From here on there are a number of quite dramatic descriptions of the internal struggle between German Nazi and anti-Nazi soldiers. In the U.S. camp the Nazis rule through terror; the older prisoners of the Africa Korps are still firm in their Nazi ideology. But the newer captives are beginning to doubt. Guehler and his friends suffer from terror; they get no help at all from the U.S. authorities who think of Germans either as Nazis or, if anti-Nazis, as traitors to their country; and they finally decide to form an anti-Nazi underground to convince their fellow soldiers of their views. It is particularly interesting that when Guehler and his few friends have a chance to go off to a segregated camp for anti-Nazi prisoners they refuse: they believe it necessary to remain with the other soldiers and quietly, patiently talk to them.

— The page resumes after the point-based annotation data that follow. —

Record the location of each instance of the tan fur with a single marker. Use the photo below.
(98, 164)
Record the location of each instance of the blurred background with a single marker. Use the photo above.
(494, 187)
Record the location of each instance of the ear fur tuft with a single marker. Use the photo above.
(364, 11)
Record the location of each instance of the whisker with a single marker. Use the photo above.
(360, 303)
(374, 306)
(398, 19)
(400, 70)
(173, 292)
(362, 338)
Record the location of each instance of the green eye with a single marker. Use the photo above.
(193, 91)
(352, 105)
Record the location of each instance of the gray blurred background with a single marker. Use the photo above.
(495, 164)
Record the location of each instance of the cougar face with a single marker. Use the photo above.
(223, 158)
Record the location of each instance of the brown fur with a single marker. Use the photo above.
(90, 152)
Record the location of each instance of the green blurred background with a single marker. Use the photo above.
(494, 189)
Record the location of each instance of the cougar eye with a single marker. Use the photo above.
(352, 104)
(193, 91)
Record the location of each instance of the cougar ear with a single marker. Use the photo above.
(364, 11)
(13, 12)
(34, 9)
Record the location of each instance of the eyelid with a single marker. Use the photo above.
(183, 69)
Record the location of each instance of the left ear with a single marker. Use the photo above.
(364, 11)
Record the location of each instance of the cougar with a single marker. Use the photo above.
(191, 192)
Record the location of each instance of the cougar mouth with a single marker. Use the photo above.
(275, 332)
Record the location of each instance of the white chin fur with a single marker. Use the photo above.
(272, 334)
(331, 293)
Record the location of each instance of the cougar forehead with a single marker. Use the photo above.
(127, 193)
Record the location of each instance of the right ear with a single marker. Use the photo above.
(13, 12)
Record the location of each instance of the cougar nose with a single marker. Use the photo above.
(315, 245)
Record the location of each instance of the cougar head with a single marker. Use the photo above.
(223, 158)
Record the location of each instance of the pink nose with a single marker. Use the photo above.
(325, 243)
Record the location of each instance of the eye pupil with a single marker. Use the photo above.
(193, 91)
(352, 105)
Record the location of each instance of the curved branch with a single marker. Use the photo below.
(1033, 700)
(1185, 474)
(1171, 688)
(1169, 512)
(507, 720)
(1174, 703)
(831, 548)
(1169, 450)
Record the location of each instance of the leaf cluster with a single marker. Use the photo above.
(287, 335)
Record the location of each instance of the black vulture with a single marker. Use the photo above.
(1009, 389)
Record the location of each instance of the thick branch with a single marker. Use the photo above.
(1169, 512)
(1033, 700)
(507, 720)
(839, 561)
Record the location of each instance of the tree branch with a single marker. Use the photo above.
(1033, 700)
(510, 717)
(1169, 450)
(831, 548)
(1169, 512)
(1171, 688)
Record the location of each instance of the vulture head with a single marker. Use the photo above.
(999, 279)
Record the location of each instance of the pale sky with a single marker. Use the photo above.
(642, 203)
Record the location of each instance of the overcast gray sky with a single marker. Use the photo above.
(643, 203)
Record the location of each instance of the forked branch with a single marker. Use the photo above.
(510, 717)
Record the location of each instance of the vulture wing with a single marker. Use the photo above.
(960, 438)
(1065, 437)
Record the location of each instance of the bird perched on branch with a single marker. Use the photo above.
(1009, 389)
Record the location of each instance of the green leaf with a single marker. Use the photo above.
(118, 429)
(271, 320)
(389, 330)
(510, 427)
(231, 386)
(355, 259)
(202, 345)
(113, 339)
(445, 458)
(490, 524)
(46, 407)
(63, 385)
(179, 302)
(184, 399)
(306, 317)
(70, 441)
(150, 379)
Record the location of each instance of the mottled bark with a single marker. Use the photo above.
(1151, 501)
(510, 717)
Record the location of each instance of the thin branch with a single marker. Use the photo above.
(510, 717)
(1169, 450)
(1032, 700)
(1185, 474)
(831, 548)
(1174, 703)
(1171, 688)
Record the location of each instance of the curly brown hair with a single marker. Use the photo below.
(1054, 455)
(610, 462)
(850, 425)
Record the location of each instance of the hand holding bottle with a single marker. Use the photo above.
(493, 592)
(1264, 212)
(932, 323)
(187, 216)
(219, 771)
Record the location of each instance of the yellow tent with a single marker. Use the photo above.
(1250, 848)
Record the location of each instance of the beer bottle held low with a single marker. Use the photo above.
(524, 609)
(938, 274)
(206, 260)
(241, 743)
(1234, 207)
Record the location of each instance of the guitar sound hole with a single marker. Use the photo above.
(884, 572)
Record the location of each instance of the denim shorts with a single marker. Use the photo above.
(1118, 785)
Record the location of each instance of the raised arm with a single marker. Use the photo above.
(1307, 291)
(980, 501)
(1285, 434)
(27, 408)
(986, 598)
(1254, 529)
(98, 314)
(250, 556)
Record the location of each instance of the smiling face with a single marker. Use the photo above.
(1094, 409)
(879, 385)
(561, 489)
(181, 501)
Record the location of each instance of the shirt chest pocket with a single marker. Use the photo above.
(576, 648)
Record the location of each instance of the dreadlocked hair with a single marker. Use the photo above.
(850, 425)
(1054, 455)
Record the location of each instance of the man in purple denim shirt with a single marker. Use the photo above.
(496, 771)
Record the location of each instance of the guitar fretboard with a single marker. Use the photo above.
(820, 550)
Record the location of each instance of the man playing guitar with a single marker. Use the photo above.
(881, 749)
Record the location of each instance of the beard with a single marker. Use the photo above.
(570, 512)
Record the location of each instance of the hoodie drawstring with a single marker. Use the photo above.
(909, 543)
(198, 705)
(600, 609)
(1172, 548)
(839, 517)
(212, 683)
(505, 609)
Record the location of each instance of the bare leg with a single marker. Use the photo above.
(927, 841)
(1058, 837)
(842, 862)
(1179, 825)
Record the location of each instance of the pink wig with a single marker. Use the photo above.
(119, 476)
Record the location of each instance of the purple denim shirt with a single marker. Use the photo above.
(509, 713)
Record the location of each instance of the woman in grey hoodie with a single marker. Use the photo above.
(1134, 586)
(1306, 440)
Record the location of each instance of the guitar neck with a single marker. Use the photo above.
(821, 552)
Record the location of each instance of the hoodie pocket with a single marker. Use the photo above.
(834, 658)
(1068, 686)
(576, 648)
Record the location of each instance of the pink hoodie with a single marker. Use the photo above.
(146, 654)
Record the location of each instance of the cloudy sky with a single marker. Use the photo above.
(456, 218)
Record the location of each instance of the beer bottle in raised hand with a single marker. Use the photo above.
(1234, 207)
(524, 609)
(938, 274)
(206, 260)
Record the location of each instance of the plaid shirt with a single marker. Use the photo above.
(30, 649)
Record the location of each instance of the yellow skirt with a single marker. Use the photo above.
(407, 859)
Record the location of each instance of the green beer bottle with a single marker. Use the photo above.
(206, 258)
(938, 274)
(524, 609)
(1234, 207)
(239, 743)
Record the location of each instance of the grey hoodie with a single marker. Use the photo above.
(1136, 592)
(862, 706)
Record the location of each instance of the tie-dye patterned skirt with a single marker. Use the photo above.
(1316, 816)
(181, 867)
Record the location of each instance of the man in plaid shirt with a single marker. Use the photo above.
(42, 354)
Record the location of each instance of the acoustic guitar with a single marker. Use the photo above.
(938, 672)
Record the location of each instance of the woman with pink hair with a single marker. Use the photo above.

Were it not tinged with an occasional streak of German nationalism, the outlook of Pfc Guehler would be completely what one would hope for from a German socialist. As it is, the book is still valuable: it makes some fine political discriminations in tactical approaches to the war, it does not divide German soldiers into simplistic categories but treats them in terms of a gradual political reorientation, and it is written from what is obviously first-hand knowledge. Socialists will want to read this book; and it is something of a pity, as well as a stroke of historical irony, that one’s main complaint is that Richter’s novel lacks tenderness and expressiveness, is too behavioristic and “tough” – that is, too “American.”